The U.S. Coast Guard hosted its first “Affinity Fair” Thursday to help USCG personnel “find their community” and promote a more inclusive Coast Guard. The effort is part of the Mentor Project spearheaded by Chief Brynn Simonetti.
The Mentoring Project is an annual, all-inclusive, voluntary program that creates opportunities for all past and present Coast Guard members (active, reserve, enlisted, officers, civilians, Auxiliarists, and retirees) to connect with one another in the form of a structured mentoring relationship. It is a two-way relationship that helps participants establish long- and short-term goals.
“The first CGHQ Affinity Fair was very successful. It provided an opportunity for our DHS and CG workforce to learn new ways to network and add to their career tool belt,” Simonetti told HSToday after the event. “Based on the feedback received, our attendees opened a lot of new possibilities for their personal and professional growth. I look forward to continuing this effort annually and helping people find their community.”
Vice Commandant Adm. Charles W. Ray welcomed guests and stressed the importance of affinity groups and their ability to foster feelings of inclusion and community. “You know, let’s not kid ourselves, the USCG is not a democracy,” he said. “I think all of us have been on the ‘outside’ at some point and I believe that these groups allow Coast Guard personnel to connect and thrive in such a large organization.”
“Affinity groups have the power to foster a more inclusive and collaborative Coast Guard,” said Michelle Godfrey, director of Civilian Human Resources, Diversity and Leadership for the U.S. Coast Guard, in opening remarks.
The Coast Guard is committed to improving gender and cultural diversity, and fostering an inclusive work environment that allows members to remain Ready, Relevant, and Responsive. Recently the RAND Corporation released the results of a study on why women leave the Coast Guard. The report identified the root causes for attrition and developed recommendations that would mitigate the identified barriers. The Coast Guard has significant challenges retaining women over men in the service, and is taking action to address these challenges that are affecting the mission-ready total workforce.
In addition to the Affinity Fair, Vice Commandant Ray also posted on Facebook Thursday about the Surge Staffing for Parental Leave Pilot Program: “Family readiness is vital to U.S. Coast Guard readiness. ‘The Surge Staffing for Parental Leave Pilot Program’ supports our servicemembers and their families. This program leverages Reserve members to assist units with temporary personnel gaps due to parental, maternity convalescent, and primary caregiver leave for birth or adoption of a child. Senior Chief Laurie Kennedy and more than 20 other servicemembers have already used this program to unplug from their jobs and bond with their new children. Parental Surge Staffing was developed in support of the Coast Guard Strategic Plan, which directs investments in our people and improvement to mission support programs.”

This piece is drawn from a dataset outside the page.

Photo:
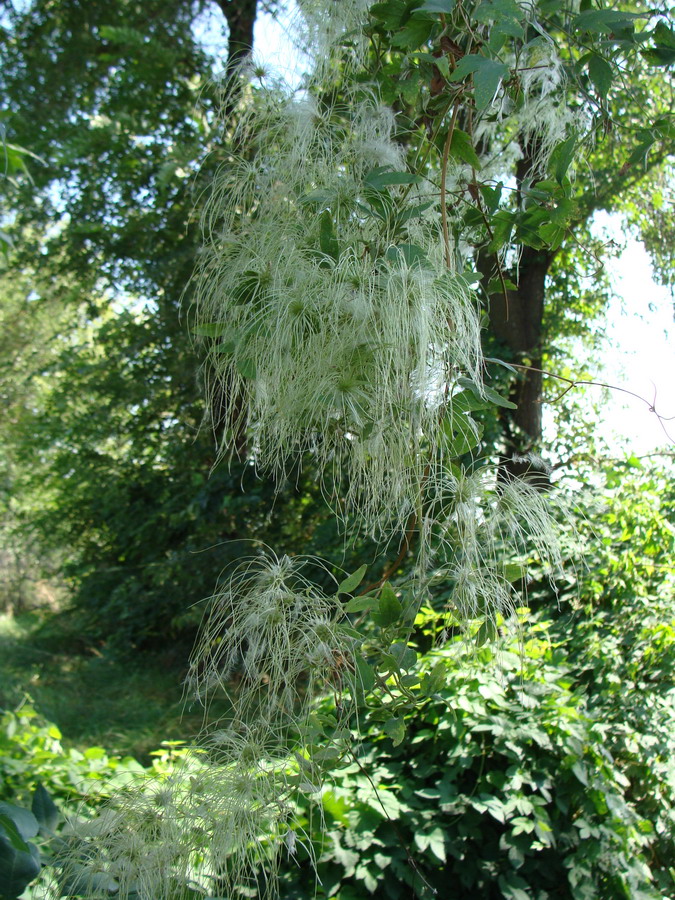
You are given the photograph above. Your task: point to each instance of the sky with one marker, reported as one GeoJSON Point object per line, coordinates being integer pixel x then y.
{"type": "Point", "coordinates": [639, 349]}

The daylong Affinity Fair event featured an expo of nonprofits focused on communities based on gender, race, and sexual orientation, including Coast Guard-affiliated groups as well. Breakout sessions included topics such as how affinity groups can propel your career forward, mentoring, financial resiliency, inclusive leadership, and conflict management, among others.
Some of the participating organizations included the Family Sea Service Foundation, the Coast Guard Enlisted Association, Coast Guard Chief Petty Officers Association, Coast Guard Foundation, USCG Women’s Leadership Initiative (WLI), Women in Homeland Security, National Naval Officers Association, Blacks in Government and others. The fair was sponsored by the Office of Diversity and Inclusion (CG-127).